„Palästinensischer Theologe“ wirft „palästinensische Theologie“ in den Müll
Gatestone Institute, 10. Nov 2011
Seit mehr als zwei Jahrzehnten wird die christliche Welt von den Schriften selbst ernannter „palästinensischer christlicher Theologen“ durcheinander gebracht. Da ihre hellsten Leuchten protestantische Pastoren sind, sind sie kleine Lichter unter den überwiegend orthodoxen und katholischen Gläubigen des Heiligen Landes. Doch in modernistisch-protestantischen Kreisen des Auslands sind sie eigentümlich beliebt; Kirchenbürokraten hegen sie besonders.
Jetzt hat einer von ihnen, der lutherische Pastor Mitri Raheb aus Bethlehem, all die Anstrengungen der „palästinensischen Theologie“ bis heute als irrelevanten Aufguss der europäischen Theologie des 19. Jahrhunderts auf den Müll geworfen. Und wie sieht sein Neuanfang aus? Grundsätzlich ist es Rassentheorie des neunzehnten Jahrhunderts.
Jahrzehnte lang sind Raheb und sein anglikanischer Amtskollege Naim Ateek durch protestantische Kirchen in Europa und Nordamerika getourt und haben Seminare zu „palästinensischer Theologie“ gehalten. Soll heißen: zur angeblichen theologischen Untermauerung für politische Ziele der Palästinenser. Studenten an protestantischen Universitäten sind verpflichtet worden ihre Bücher zu schlucken und in Prüfungen wieder von sich zu geben. Diejenigen, die diese neue Orthodoxie in Frage stellten, könnten sich in ihrer akademischen Zukunft ernsthaften Hindernissen gegenüber sehen.
Ateek in Jerusalem und Raheb in Bethlehem eröffneten Bildungsinstitutionen, in die Theologiestudenten aus dem Ausland geschickt wurden. Vor kurzem erhielt Raheb die Erlaubnis der palästinensischen Autonomiebehörde BA- und MA-Grade zu vergeben. Damit, dass Raheb all dieses angebliche Theologisieren bloßstellt, zündete er also eine große Bombe.
Raheb sprach im März 2010 auf der Konferenz „Christ at the Checkpoint“ (Christus an den Kontrollstellen) in Bethlehem über „Contextual Palestinian Theology as It Deals with Realities on the Ground“ (kontextabhängige palästinensische Theologie, wie sie sich mit den Realitäten vor Ort beschäftigt).

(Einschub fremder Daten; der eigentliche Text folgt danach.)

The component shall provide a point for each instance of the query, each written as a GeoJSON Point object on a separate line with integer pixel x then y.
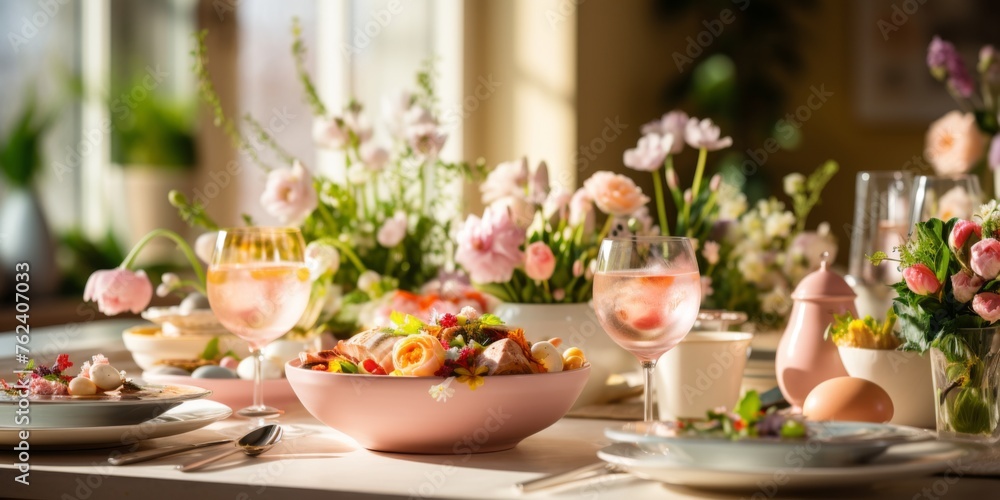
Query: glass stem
{"type": "Point", "coordinates": [258, 380]}
{"type": "Point", "coordinates": [647, 398]}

Er begann mit dem Versprechen einer „neuen Denkweise“, denn: „Wir alle, selbst als palästinensische Theologen, tanzten zum Trommelschlag der europäischen Theologie des 19. Jahrhunderts; wir versuchten hier und dort zu reagieren, hier und dort etwas zu verändern, aber die Annahmen, das Denksystem, befand sich immer noch im Europa des 19. Jahrhunderts.“
Bis dahin lag Raheb mit der Entsorgung all seiner und Ateeks Arbeit und der der weniger bedeutenden Koryphäen richtig. Sowohl Raheb als auch Ateek besitzen Doktortitel von Auslandsuniversitäten, die unter dieser Art Einfluss des alten Europa geschrieben wurden. Die Fortsetzung des Vortrags Rahebs ist dann aber akademisch derart frivol, dass man sich fragt, wie er die Promotion überhaupt erhielt.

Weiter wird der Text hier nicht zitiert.